Aby zbawcza służba Pana Jezusa ostatecznie się spełniła, musiał stać się królem. W tym celu wkroczył do Jerozolimy. Spełniając proroctwa o Mesjaszu, siadł na osiołka - tym jedynym zwierzęciu utrwalonym w Pismach, które okazało się zdolne do widzenia aniołów i mówienia ludzkim językiem. "Oślica, widząc Anioła Pańskiego, położyła się pod Balaamem i Bałaam wybuchnął wielkim gniewem, i zaczął okładać oślicę kijem. I Pan otworzył usta oślicy, a ona rzekła do Balaama „Cóż ci uczyniłam, żeś mnie zbił już trzy razy?” (Lb 22,27-28).

Wejście Pana Jezusa do Jerozolimy było utrudnione przez przedstawicieli izraelskiej władzy religijnej. Próbowali oni powstrzymać przyjście Mesjasza: "Lecz arcykapłani i uczeni w Piśmie - widząc cuda, które uczynił, i dzieci wołające w świątyni: «Hosanna Synowi Dawida» - oburzyli się i rzekli do Niego: «Słyszysz, co one mówią?» A Jezus im odpowiedział: «Tak jest. Czy nigdy nie czytaliście: Z ust niemowląt i ssących zgotowałeś sobie chwałę" (Mt, 21, 15-16).

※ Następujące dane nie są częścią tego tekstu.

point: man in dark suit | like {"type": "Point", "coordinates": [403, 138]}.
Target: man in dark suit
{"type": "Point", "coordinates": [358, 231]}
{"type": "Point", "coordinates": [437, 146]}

Pan przyszedł jako Mesjasz, wszedł do Jerozolimy, aby zasiąść na tronie. Aby właściwie uczcić wejście Pana, z myśli o tym wydarzeniu należy wykluczyć wszelki fatalizm.

Pan mógł zapanować nad Izraelem i Jego Mesjanizm mógł się spełnić. Ale został odrzucony i jego mesjanizm został wstrzymany. Wstrzymany przez przywódców religijnych i politycznych ludu oraz przez władzę imperium rzymskiego w osobie Piłata. Tak jak współcześni władcy wprowadzają stan wyjątkowy i zawieszają prawo, tak ówcześni rządcy próbowali powstrzymać mesjanizm Jezusowy.

Pan wszedł do Jerozolimy i wstąpił na Swój prawdziwy Tron, którym stał się Krzyż. To na Krzyżu Pan zjednoczył i objął swymi ludzkimi, okaleczonymi, ale tym bardziej wszechmocnymi rękami cały rodzaj ludzki i cały wszechświat. Od tego momentu Historia przerodziła się w oczekiwanie. I dlatego wejście Pana do Jerozolimy jest eschatologicznym, oczekiwanym świętem. Święto Przyszłości. Historia stała się czasem przygotowaniem Tronu. „Przygotowanie tronu” jest jednym z najważniejszych obrazów w starożytnych cerkwiach.

Radość uczniów, spontaniczny gest zwykłych ludzi, którzy kładą szaty na drodze Króla - jakby zapowiadając nagość chrzcielnicy i - obecnie zupełnie zapomniane znaczenie gałęzi palmowych. Według ówczesnej świadomości Izraela gałązka palmowa w dłoniach ludu była symbolem niezależności od Cesarstwa Rzymskiego!

"W tym dniu łaska Ducha Świętego zebrała nas, abyśmy my wszyscy, biorąc Twój Krzyż, głosimy, Błogosławiony, który idzie w imię Pana! Hosanna na wysokości " - śpiewana jest w modlitwie w trakcie święta na nieszporach. Ważne jest, aby pamiętać i rozumieć, że gałązki palmy, wierzby i wszelkie inne gałęzie w naszych rękach w tym dniu są znakiem naszej, w Chrystusie, niezależności od ... piekła i śmierci. "Albowiem pochłonięta będzie śmierć na wieki" (Izajasz 25, 8).